Korban Pesawat Jatuh di Cina Dirut PT Adi Perkasa
Kamis, 25 Nov 2004 09:02 WIB
Jakarta - Im Tji Bin alias Jimmy Salim, WNI yang menjadi korban tewas pesawat jatuh di Cina ternyata adalah direktur utama PT Adi Perkasa Eka Bhakti. Jenazah Jimmy dijadwalkan akan tiba di tanah air Kamis (25/11/2004) sore ini.Hal tersebut diungkapkan seorang staf, PT Adi Perkasa Eka Bhakti, Yuli saat dihubungi detikcom melalui telepon di Jakarta, Kamis (25/11/2004) pagi ni. "Ya memang pak Jimmy bekerja disini. Beliau adalah direktur utama," kata Yuli. Dia membenarkan, korban tewas WNI dalam kecelakaan pesawat di Cina adalah bosnya. Namun Yuli tidak dapat mengetahui kapan jenazah bosnya itu akan tiba di Indonesia. "Jangan tanya saya pak, tanya atasan saya saja yang akan datang nanti pukul 9 ke atas.

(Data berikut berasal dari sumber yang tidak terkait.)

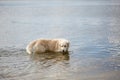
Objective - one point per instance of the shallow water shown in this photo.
(91, 26)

Saya tidak tahu," kata Yuli.Seperti diketahui, sebuah pesawat penumpang Bombardier CRJ-200 milik China Eastern Alirlines jatuh di pinggiran kota Baotou, Cina Utara pada 21 November 2004. Pesawat itu jatuh setelah beberapa detik lepas landas menuju Shanghai.Semua penumpang pesawat yang berjumlah 53 orang tewas, terdiri dari 47 penumpang dan 6 kru pesawat, plus 1 orang yang berada di darat saat pesawat jatuh menghantam bumi setelah meledak di udara. Sehingga total korban tewas 54 orang.Begitu diketahui ada seorang WNI yang ikut menjadi korban tewas, Menlu Cina Li Zhaoxing langsung menghubungi Menlu Hassan Wirajuda untuk menyampaikan duka cita. Li berjanji memberikan kemudahan bagi keluarga yang ditinggalkan untuk datang ke Cina.